Dies sind allerdings theoretische Betrachtungen. Denn rechnet man die Wahlbeteiligung ein, so könnten bereits etwas mehr als 280 000 Stimmen einen Sitz wahlweise in Brüssel oder Straßburg bringen. Doch sind Europawahlen keine Bundestagswahlen. Die Bereitschaft der Wähler bei der europäischen Abstimmung so genannte Protestparteien zu wählen oder eine Denkzettel-Stimme abzugeben ist weitaus größer als bei einer Bundestagswahl. Bei der Wahl 1989 zogen die Republikaner mit sechs Vertretern ins Brüssel-Straßburger Parlament ein.

Das Europaparlament braucht Kompetenz und Profil. Dies bedingt ein einheitliches Wahlrecht. Bislang darf jedes EU-Mitglied die weiteren Modalitäten für die Wahl selbst festlegen. Weder ist das Mindestalter für das aktive und passive Wahlrecht einheitlich geregelt, noch gibt es gemeinsame Regeln für die Sperrklauseln. In Österreich dürfen 16-Jährige abstimmen, in den übrigen Unions-Staaten liegt das Wahlalter bei 18. Neben Deutschland verzichten auch Großbritannien, Luxemburg und Spanien sowie zehn weitere Länder auf eine Sperrklausel. In acht Mitgliedsstaaten gibt es bei der Wahl am 25. Mai eine Fünf-Prozent-Barriere. In Frankreich muss diese Klausel zudem noch in jedem der acht nationalen Wahlkreise erreicht werden – in einem davon sind die französischen Übersee-Gebiete zusammengefasst. Auch die repräsentative Gerechtigkeit des Unionsparlaments muss gestärkt werden. Nach der nächsten Wahl werden 854 000 Deutsche durch einen Parlamentarier vertreten. In Malta spricht ein Abgeordneter für 69 500 Bürger. Wenn es eine europäische Wahl ist, dürfen Wahlkreisgrenzen nicht an nationalen Grenzen enden.
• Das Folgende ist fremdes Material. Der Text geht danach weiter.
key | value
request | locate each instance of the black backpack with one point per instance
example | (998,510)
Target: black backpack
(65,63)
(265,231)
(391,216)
Die Begründung der Karlsruher Richter für die Abschaffung der Sperrklausel hatte allerdings einen faden Beigeschmack: Sie kippten die Hürde nicht aufgrund der stabilen und wehrhaften europäischen Demokratie, die sich viele Meinungen und politische Ansichten erlauben kann, sondern weil sie das Europaparlament eher als Debattierclub sehen denn als Ort der politischen Willensbildung. Das ist genau die Crux des Europaparlaments. Es wird nicht ernst genommen. Nicht von den höchsten deutschen Richtern, nicht von den Wählerinnen und Wählern in der EU. Lag die Wahlbeteiligung bei der ersten Europawahl 1979 noch bei 63 Prozent, so waren es 2009 nur noch 43 Prozent – oder etwas mehr als 28 Prozent in Tschechien und Slowenien sowie lediglich 21 Prozent in Litauen und 19,6 Prozent in der Slowakei. Auch bei der Wahl im Mai wird sich die Begeisterung für die europäische Sache in Grenzen halten. Anschließend werden sich 751 Abgeordnete konstituieren, die mit Verve für eine stabile und wehrhafte Demokratie eintreten. Völlig unbegründet. Denn in seiner jetzigen Ausgestaltung ist die europäische Parlamentsdemokratie nicht bedroht – nicht einmal von den Parteien, die die Europäische Union am liebsten abschaffen möchten.